Greenpeace released new evidence that it claims shows sportswear companies like U.S.-based Nike and China-based Li Ning are contributing to Chinese river pollution.
The report includes Adidas, H&M, Puma, Lacoste, Abercrombie & Fitch, and Youngor, and claims that the suppliers of these major clothing brands are polluting rivers part of the Yangtze and Pearl River deltas in China. Greenpeace's Dirty Laundry report, researched and investigated over a one-year period, allegedly reveals that hazardous chemicals with hormone-disrupting properties have been found in wastewater samples from two factory complexes that supply these and other global fashion brands.
"Our tests of the wastewater found toxic chemicals that have no place in our natural environment," stated Greenpeace Toxics Campaigner Li Yifang. "As the world's factory, China is the production base for many global and domestic fashion brands. Now we have scientific evidence confirming that hazardous chemicals are being released into China's rivers to make clothes worn by people around the globe."
Greenpeace is challenging the clothing brands named in the report to eliminate the use and discharge of hazardous chemicals from their supply chain and products. "We are calling on trendsetting brands that have major influence on their supply chains, such as Adidas, Nike and Li Ning, to take the lead," Li stated. "These brands have the ability and responsibility to work with their suppliers to provide products that do not irrevocably damage the environment and public health."
Laboratory testing found a cocktail of hazardous chemicals, including nonylphenols and perfluorinated chemicals, in wastewater samples from the Youngor Textile Complex on the Yangtze River Delta and Well Dyeing Factory on the Pearl River Delta.
Alkylphenols and PFCs have hormone-disrupting properties and can be hazardous even at low levels. They are persistent in the environment, can move up through the food chain, and can travel great distances via air and water currents. Because of this, alkylphenols and some PFCs are restricted by the EU and international conventions. Nevertheless, they are still widely used by the textiles industry in developing countries such as China, where they have yet to be restricted.

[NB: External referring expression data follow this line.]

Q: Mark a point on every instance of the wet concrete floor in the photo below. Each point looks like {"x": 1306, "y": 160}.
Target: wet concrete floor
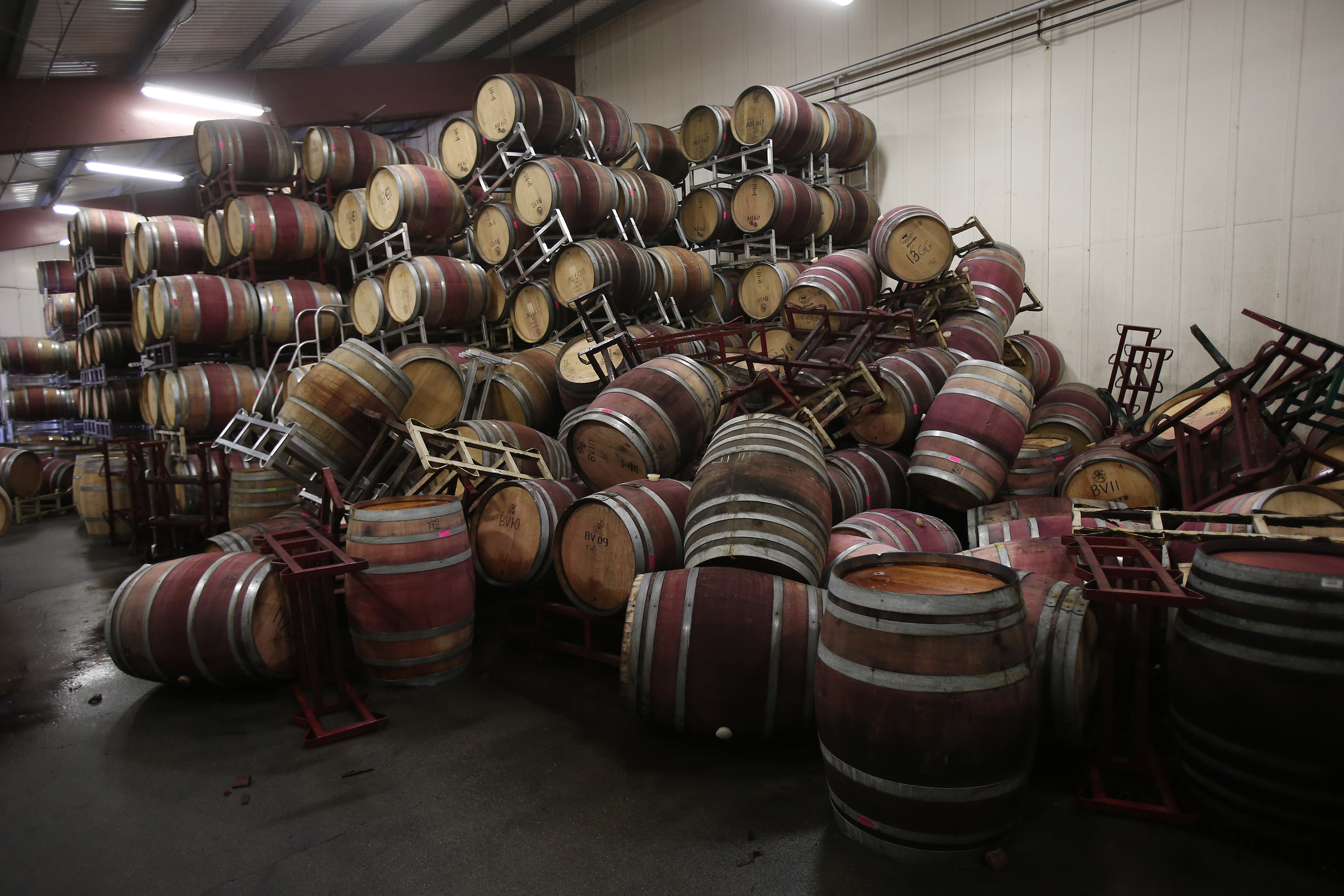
{"x": 521, "y": 777}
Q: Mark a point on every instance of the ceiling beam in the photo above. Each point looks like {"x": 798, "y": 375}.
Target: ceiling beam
{"x": 586, "y": 26}
{"x": 449, "y": 30}
{"x": 367, "y": 33}
{"x": 522, "y": 29}
{"x": 273, "y": 34}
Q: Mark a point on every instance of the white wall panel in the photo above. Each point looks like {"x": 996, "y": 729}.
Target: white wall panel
{"x": 1166, "y": 164}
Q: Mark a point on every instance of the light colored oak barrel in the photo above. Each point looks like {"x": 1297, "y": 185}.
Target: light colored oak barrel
{"x": 283, "y": 301}
{"x": 707, "y": 131}
{"x": 912, "y": 243}
{"x": 170, "y": 246}
{"x": 323, "y": 404}
{"x": 437, "y": 383}
{"x": 725, "y": 653}
{"x": 947, "y": 783}
{"x": 651, "y": 420}
{"x": 344, "y": 156}
{"x": 412, "y": 610}
{"x": 1256, "y": 688}
{"x": 545, "y": 109}
{"x": 761, "y": 500}
{"x": 783, "y": 116}
{"x": 849, "y": 136}
{"x": 210, "y": 618}
{"x": 592, "y": 262}
{"x": 609, "y": 538}
{"x": 447, "y": 292}
{"x": 258, "y": 495}
{"x": 276, "y": 229}
{"x": 781, "y": 203}
{"x": 514, "y": 526}
{"x": 1039, "y": 462}
{"x": 204, "y": 310}
{"x": 1037, "y": 359}
{"x": 258, "y": 152}
{"x": 971, "y": 434}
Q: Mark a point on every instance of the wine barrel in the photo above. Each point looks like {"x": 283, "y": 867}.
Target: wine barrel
{"x": 972, "y": 432}
{"x": 212, "y": 618}
{"x": 170, "y": 246}
{"x": 258, "y": 152}
{"x": 761, "y": 500}
{"x": 323, "y": 404}
{"x": 447, "y": 292}
{"x": 514, "y": 526}
{"x": 725, "y": 653}
{"x": 276, "y": 227}
{"x": 545, "y": 109}
{"x": 959, "y": 660}
{"x": 781, "y": 203}
{"x": 204, "y": 310}
{"x": 284, "y": 300}
{"x": 912, "y": 245}
{"x": 1256, "y": 688}
{"x": 425, "y": 199}
{"x": 202, "y": 398}
{"x": 605, "y": 540}
{"x": 258, "y": 495}
{"x": 651, "y": 420}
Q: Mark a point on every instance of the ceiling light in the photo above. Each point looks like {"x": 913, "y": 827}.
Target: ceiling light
{"x": 103, "y": 168}
{"x": 205, "y": 101}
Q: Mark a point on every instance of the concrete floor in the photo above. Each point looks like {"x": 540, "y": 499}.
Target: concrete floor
{"x": 522, "y": 777}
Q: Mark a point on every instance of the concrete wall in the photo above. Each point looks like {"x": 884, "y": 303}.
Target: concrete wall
{"x": 1167, "y": 164}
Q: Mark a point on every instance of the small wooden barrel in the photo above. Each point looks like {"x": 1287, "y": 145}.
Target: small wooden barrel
{"x": 276, "y": 227}
{"x": 514, "y": 526}
{"x": 258, "y": 152}
{"x": 323, "y": 404}
{"x": 783, "y": 116}
{"x": 209, "y": 618}
{"x": 764, "y": 287}
{"x": 204, "y": 310}
{"x": 651, "y": 420}
{"x": 1038, "y": 467}
{"x": 425, "y": 199}
{"x": 202, "y": 398}
{"x": 608, "y": 539}
{"x": 761, "y": 500}
{"x": 545, "y": 109}
{"x": 781, "y": 203}
{"x": 960, "y": 659}
{"x": 707, "y": 131}
{"x": 447, "y": 292}
{"x": 170, "y": 246}
{"x": 912, "y": 245}
{"x": 725, "y": 653}
{"x": 591, "y": 262}
{"x": 972, "y": 432}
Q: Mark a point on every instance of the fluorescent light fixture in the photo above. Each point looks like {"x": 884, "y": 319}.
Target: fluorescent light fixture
{"x": 104, "y": 168}
{"x": 202, "y": 100}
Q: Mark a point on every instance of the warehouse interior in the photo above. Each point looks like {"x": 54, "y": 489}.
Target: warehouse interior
{"x": 790, "y": 447}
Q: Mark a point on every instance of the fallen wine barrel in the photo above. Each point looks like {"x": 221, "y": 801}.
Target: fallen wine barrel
{"x": 215, "y": 618}
{"x": 944, "y": 640}
{"x": 729, "y": 653}
{"x": 761, "y": 500}
{"x": 412, "y": 610}
{"x": 608, "y": 539}
{"x": 514, "y": 527}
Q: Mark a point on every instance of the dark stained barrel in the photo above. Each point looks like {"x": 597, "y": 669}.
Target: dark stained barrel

In answer to the criticism, Greenpeace says some of the companies have responded to the report. For example, a Nike representative said, in part: "In answer to the specifics outlined in your letter, Nike, Inc. currently sources from two factories in the Youngor Group Co, Ningbo Youngor Knitting and Underwear and Ningbo Youngor Sportswear in Zhejiang Province. These factories are cut and sew facilities. They do not have manufacturing processes that include use of the chemicals called out in your letter. In addition, neither factory sources materials from the Youngor Dye House. Both factories feed only sanitary wastewater into the Water Treatment Facility."